According to PANews, the U.S. Securities and Exchange Commission (SEC) has charged three individuals on December 11 for allegedly impersonating securities brokers and investment advisors in a digital asset fraud scheme. The SEC's complaint identifies the suspects as Nigerian nationals who allegedly defrauded at least 28 investors by luring them into fraudulent platforms. These investors were then instructed to purchase Bitcoin through legitimate brokers or cryptocurrency exchanges, only to have their funds transferred to blockchain addresses linked to the suspects, resulting in over $2.9 million in losses.

The SEC claims that the suspects created multiple websites impersonating professionals associated with well-known U.S. companies. They used voice-changing software, online chat groups, and social media to build trust while promoting their supposed trading expertise. An alert from Investor.gov highlights that impersonation scams have become increasingly sophisticated with technological advancements, including AI-generated content and deepfake audio or video.

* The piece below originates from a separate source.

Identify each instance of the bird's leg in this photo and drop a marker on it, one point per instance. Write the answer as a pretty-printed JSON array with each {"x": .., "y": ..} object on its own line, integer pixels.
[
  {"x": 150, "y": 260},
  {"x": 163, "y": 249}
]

In this case, the alleged scam encouraged investors to research identities stolen from public records of actual investment professionals. The fraudsters then set up fake investment account interfaces showing unrealized gains to entice victims to invest more. Despite participants seeing purported monthly returns of up to 25%, the funds were never invested as claimed, and additional fees were demanded when attempting to withdraw assets.